ChatGPT response consistency to the 2025 ESC/EACTS guidelines for the management of valvular heart disease: A test–retest study using binary and multiple-choice questions

Mirzaoğlu, Çetin; ULUTAŞ, ZEYNEP; Karaca, Yücel

doi:10.1177/20552076261458145

ChatGPT response consistency to the 2025 ESC/EACTS guidelines for the management of valvular heart disease: A test–retest study using binary and multiple-choice questions

Mirzaoğlu Ç., ULUTAŞ Z., Karaca Y.

Digital Health, cilt.12, 2026 (SCI-Expanded, SSCI, Scopus)

Yayın Türü: Makale / Tam Makale
Cilt numarası: 12
Basım Tarihi: 2026
Doi Numarası: 10.1177/20552076261458145
Dergi Adı: Digital Health
Derginin Tarandığı İndeksler: Science Citation Index Expanded (SCI-EXPANDED), Social Sciences Citation Index (SSCI), Scopus, Directory of Open Access Journals, Health Research Premium Collection (ProQuest)
Anahtar Kelimeler: artificial intelligence, ChatGPT, clinical decision support, ESC/EACTS guidelines, valvular heart disease
İnönü Üniversitesi Adresli: Evet

Özet

Background/Objectives: This study aimed to evaluate the response variability and temporal instability of responses generated by the artificial intelligence–based model ChatGPT-5.2 to structured clinical questions derived from the 2025 ESC/EACTS Guidelines for the Management of Valvular Heart Disease (GMVHD).

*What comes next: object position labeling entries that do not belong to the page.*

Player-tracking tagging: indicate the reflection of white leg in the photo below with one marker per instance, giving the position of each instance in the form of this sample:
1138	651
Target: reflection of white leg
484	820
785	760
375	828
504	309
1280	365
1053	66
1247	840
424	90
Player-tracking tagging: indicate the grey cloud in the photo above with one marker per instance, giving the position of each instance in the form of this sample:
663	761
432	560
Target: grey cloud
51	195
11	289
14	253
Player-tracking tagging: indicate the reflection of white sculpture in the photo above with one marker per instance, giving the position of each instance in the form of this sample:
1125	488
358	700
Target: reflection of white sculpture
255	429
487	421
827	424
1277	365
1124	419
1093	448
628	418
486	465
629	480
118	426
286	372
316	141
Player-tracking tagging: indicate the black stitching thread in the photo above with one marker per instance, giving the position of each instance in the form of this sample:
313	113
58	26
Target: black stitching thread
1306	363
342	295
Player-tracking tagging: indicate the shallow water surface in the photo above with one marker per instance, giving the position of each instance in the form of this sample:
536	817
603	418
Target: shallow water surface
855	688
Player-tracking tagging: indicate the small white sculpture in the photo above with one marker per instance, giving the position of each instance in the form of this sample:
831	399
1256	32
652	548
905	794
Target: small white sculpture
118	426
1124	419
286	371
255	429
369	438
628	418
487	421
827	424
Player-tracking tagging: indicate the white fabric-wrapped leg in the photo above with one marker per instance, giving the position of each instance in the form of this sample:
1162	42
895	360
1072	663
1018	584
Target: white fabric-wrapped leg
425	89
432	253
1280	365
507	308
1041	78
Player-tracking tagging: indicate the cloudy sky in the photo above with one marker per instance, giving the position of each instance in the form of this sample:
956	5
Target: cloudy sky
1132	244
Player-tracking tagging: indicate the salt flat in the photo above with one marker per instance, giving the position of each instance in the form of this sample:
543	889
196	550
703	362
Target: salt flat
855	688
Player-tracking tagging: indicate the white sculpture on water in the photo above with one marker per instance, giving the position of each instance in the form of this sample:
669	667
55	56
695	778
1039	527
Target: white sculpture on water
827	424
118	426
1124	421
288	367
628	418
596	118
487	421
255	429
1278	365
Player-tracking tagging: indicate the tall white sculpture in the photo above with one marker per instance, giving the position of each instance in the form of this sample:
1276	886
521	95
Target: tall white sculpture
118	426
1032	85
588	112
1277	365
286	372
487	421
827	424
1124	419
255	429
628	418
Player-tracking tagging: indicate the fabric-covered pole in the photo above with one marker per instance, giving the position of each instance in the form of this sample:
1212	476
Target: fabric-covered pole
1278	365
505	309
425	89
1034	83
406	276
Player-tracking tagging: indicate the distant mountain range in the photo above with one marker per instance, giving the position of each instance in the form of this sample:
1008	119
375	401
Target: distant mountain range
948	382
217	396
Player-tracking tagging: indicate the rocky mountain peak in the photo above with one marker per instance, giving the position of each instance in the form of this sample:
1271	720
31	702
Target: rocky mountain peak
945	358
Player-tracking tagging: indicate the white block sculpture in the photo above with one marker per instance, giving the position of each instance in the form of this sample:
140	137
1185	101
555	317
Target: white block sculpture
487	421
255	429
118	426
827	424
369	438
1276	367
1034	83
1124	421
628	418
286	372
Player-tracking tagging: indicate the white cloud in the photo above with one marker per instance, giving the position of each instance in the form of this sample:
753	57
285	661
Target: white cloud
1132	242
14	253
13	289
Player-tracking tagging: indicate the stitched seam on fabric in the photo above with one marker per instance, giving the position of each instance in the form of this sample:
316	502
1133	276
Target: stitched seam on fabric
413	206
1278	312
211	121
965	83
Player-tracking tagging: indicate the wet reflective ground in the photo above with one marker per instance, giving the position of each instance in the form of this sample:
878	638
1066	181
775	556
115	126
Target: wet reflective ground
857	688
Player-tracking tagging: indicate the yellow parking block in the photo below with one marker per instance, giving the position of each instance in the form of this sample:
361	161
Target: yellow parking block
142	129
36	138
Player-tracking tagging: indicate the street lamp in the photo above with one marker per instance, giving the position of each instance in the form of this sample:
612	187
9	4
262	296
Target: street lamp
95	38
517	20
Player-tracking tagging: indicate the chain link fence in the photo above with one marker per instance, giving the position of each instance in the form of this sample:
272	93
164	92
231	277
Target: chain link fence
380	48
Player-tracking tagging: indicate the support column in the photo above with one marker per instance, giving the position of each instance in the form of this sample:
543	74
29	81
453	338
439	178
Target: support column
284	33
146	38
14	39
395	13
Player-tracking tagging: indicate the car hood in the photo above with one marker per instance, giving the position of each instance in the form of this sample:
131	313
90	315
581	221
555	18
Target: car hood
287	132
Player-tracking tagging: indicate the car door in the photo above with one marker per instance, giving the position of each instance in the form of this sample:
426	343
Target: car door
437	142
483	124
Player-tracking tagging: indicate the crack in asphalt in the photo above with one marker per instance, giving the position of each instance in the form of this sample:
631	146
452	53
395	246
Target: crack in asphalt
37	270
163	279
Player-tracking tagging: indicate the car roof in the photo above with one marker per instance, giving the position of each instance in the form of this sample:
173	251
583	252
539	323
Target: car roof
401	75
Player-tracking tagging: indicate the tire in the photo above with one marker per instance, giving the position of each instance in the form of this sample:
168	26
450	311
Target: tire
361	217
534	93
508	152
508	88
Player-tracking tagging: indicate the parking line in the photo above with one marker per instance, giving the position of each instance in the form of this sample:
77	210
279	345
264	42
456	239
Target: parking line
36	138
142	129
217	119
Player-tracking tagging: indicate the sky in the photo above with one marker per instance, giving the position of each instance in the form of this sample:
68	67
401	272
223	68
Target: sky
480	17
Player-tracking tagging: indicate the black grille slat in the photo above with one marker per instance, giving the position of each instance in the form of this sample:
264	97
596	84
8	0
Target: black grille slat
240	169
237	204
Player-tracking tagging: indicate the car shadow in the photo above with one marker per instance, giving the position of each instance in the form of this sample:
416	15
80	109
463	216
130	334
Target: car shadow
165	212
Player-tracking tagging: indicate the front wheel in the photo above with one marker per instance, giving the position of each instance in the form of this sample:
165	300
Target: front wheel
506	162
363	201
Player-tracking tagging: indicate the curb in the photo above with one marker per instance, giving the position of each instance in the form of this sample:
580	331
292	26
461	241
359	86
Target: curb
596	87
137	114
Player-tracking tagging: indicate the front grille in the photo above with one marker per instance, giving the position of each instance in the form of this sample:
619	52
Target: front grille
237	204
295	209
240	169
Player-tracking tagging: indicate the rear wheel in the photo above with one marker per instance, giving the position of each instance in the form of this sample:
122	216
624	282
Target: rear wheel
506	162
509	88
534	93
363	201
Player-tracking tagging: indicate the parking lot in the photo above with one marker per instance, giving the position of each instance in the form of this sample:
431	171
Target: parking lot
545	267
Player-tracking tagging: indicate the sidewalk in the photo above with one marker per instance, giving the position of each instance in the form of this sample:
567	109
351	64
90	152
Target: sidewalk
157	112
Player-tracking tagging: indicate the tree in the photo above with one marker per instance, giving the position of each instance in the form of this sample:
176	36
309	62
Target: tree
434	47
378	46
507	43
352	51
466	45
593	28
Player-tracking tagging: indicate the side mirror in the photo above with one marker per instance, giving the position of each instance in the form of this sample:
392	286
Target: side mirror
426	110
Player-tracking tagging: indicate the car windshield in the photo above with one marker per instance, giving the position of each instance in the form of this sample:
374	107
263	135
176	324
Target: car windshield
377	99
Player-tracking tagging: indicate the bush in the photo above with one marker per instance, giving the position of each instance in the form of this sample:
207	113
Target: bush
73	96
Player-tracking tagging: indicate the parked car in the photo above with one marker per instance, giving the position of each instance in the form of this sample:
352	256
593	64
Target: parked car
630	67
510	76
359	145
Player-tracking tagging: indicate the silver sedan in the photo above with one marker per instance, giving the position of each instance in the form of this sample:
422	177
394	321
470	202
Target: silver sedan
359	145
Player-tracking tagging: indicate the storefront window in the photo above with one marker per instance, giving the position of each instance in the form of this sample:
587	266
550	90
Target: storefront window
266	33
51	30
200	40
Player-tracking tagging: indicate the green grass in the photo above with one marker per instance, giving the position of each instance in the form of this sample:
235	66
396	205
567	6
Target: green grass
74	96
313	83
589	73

Methods: This prospective observational study employed a test–retest design. A structured set of 100 guideline-based questions—comprising 60 binary (true/false) and 40 multiple-choice items—was developed by two cardiologists (Ç.M. and Z.U.) in accordance with the 2025 ESC/EACTS GMVHD. The question set was administered to ChatGPT-5.2 on two separate occasions with a 14-day interval. The model was instructed to provide answers only, without any explanatory commentary. ChatGPT-generated responses were independently evaluated and coded as correct or incorrect by two cardiologists (Y.K. and Ç.M.). Numerical changes in responses were assessed using McNemar’s test, while test–retest reliability was evaluated using Cohen’s kappa coefficient. Results: For binary questions, ChatGPT demonstrated an accuracy of 96.7% in both assessments. Accuracy for multiple-choice questions increased from 75.0% at baseline to 87.5% at the second assessment. When all questions were analyzed together, overall accuracy improved from 88.0% to 93.0%. A numerical increase in accuracy was observed between T1 and T2, without a statistically significant temporal difference. (p > 0.05). Cohen’s kappa analysis indicated moderate agreement for binary questions and low agreement for multiple-choice questions. Conclusion: ChatGPT-5.2 demonstrated numerical improvement without statistically significant temporal difference and short-term performance change when answering guideline-based clinical questions on valvular heart disease. However, the relatively high initial error rate in multiple-choice questions represents a limitation for clinical reliability. At present, AI systems may be considered supportive tools for guideline-based information retrieval and clinical education.